Wednesday, September 12, 2018 11:57 am by Cristina in , , , , ,    No comments
CNN features the new episodes of The Great American Read, the first of which was broadcast last night. We are reminded of the accompanying posters.
Emily Brontë's classic novel "Wuthering Heights" is one of the 15 books to be given the travel ad treatment, with a rather haunting design in keeping with the theme of the doomed love story.
The "gorgeous" Wuthering Heights is described as having "convenient access" to Thrushcross Grange, another grand home that features in the novel. (Tamara Hardingham-Gill)
USA Today interviews host Meredith Vieira and finalist James Patterson about the coming episodes.
Question: How is the voting going? Meredith Vieira: We’ve had more than 2 million people voting for their favorite book, so it’s been a great summer of reading. You can only vote once a day, but you can vote every day. (Voting ends Oct. 18.) The list is so great, it’s across the board. It’s not just the classics you’d expect, like “Jane Eyre” – this guy is on it, I have to say (jokingly gestures toward Patterson) – so it really covers a lot of territory. (Jocelyn McClurg)
Another bookish TV series is making a comeback. As Art Daily reports, Treasures of the British Library has returned to Sky Arts:
Treasures of the British Library will take viewers on an absorbing, surprising and often poignant journey through history. From a handwritten Beethoven violin concerto score and Charlotte Brontë’s Jane Eyre manuscript, to the seminal 1978 Rock against Racism poster and audio recordings of George Harrison, this series will once again remind the viewer of the important role the British Library plays in preserving our collective heritage to provide inspiration for future generations, as seen through the eyes of a group of celebrated cultural figures. The series features moments such as Andrew Scott reading from the first quarto of Hamlet, following his renowned turn as the Prince of Denmark on the stage last year, and violinist Nicola Benedetti playing from a handwritten score of Beethoven’s violin concerto.
The New York Times Magazine has a piece of Cary Fukunaga and mentions his take on Jane Eyre.
His adaptation of “Jane Eyre,” Charlotte Brontë’s classic novel, starred Mia Wasikowska and Michael Fassbender as a particularly smoldering Rochester. It is both exceptionally haunting and powerfully romantic — a horror story and a love story — and it required an entirely distinct directorial approach. “At first,” he recalls, “I was like: What do I do with the camera? It just sits there? But I really wanted to do a study on composition and restraint. Especially in my generation and younger, there’s this impulse to cut, to move and do things all the time, and I was trying to figure out how to do as little as possible.”

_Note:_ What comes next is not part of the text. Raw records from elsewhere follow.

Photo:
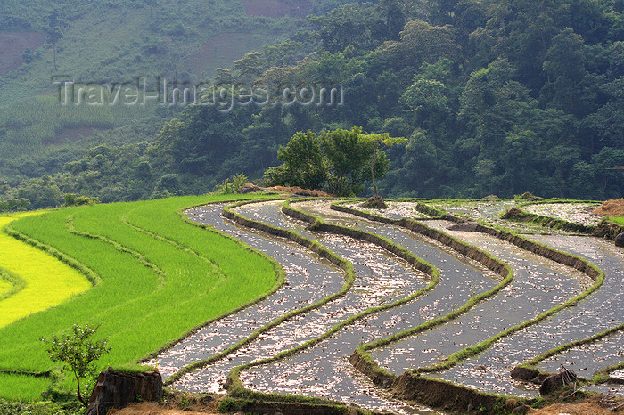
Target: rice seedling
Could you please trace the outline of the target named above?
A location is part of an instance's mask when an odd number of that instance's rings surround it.
[[[9,401],[41,399],[41,394],[47,390],[51,385],[52,379],[47,377],[0,373],[2,397]]]

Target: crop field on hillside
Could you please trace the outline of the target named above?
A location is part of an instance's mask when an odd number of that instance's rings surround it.
[[[135,362],[274,289],[275,264],[232,239],[185,223],[177,213],[209,201],[195,197],[98,205],[15,221],[13,232],[62,252],[95,285],[54,308],[1,328],[0,370],[41,373],[53,369],[39,338],[87,322],[102,324],[99,334],[110,338],[113,347],[103,364]],[[18,275],[22,271],[13,264],[5,265]],[[13,298],[20,301],[16,295],[0,306]],[[37,302],[29,299],[24,305],[31,303]],[[0,390],[7,397],[13,394],[10,388]]]
[[[48,388],[45,376],[6,370],[53,369],[37,338],[84,322],[102,323],[110,338],[103,366],[145,362],[175,390],[242,401],[425,413],[453,393],[456,405],[497,411],[505,396],[538,396],[530,378],[512,378],[514,368],[562,363],[581,370],[586,390],[624,395],[604,384],[624,362],[624,251],[612,242],[535,224],[507,231],[500,211],[521,201],[360,210],[353,200],[260,196],[228,207],[235,199],[96,205],[12,222],[9,232],[62,252],[94,286],[0,329],[2,397]],[[554,217],[579,220],[587,203],[566,203]]]
[[[25,216],[28,214],[21,216]],[[19,217],[1,216],[0,227]],[[7,275],[1,281],[5,289],[0,283],[0,328],[57,305],[91,287],[77,270],[4,233],[0,233],[0,269],[9,270],[14,276],[10,279],[11,275]],[[22,282],[21,289],[14,290],[9,297],[19,282]]]

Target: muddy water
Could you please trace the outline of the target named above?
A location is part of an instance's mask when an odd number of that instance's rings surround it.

Fitting the entirety of “Jane Eyre” into a two-hour movie sometimes felt to Fukunaga like “a real sacrifice — the ability to explore characters for many hours was a sort of itching desire at that point.” (Willa Paskin)
Coincidentally, QCityMetro recommends a trip to the British Library, although the article is slightly misleading when it comes to Brontë items there.
Tomes of religious works, the Magna Carta, a folio of Shakespeare plays, sketches from Leonardo Da Vinci’s works, and notebooks from the Brontë sisters will fascinate you with their tiny, precise handwriting. Beatles fans — even those who aren’t — will get a kick out of seeing John Lennon’s son’s first birthday card — Lennon wrote the lyrics for a Hard Days Night on the back. (Mordecia D. Strickland)
20 Minutos (Spain) tells about a recent talk by Spanish writers Espido Freire and Fernando Marías on Mary Shelley's Frankenstein.
En opinión de Freire, Mary Shelley fue capaz de encontrar un "hueco absolutamente único con una voz definida", aunque ha hecho hincapié en las "complicaciones" que tuvo para publicar, como también lo tuvieron, ha añadido, otras escritoras contemporáneas como Jane Austen o las hermanas Brontë. En este sentido, tanto Freire como Marías han recordado que Shelley, Austen y las hermanas Brontë tuvieron que publicar sus libros con pseudónimos masculinos o esconder que los habían escrito ellas. (Translation)
Alison Ver Halen posts about Villette. The Brontë Brussels Calendar: July 1842 is up on the Brussels Brontë Blog.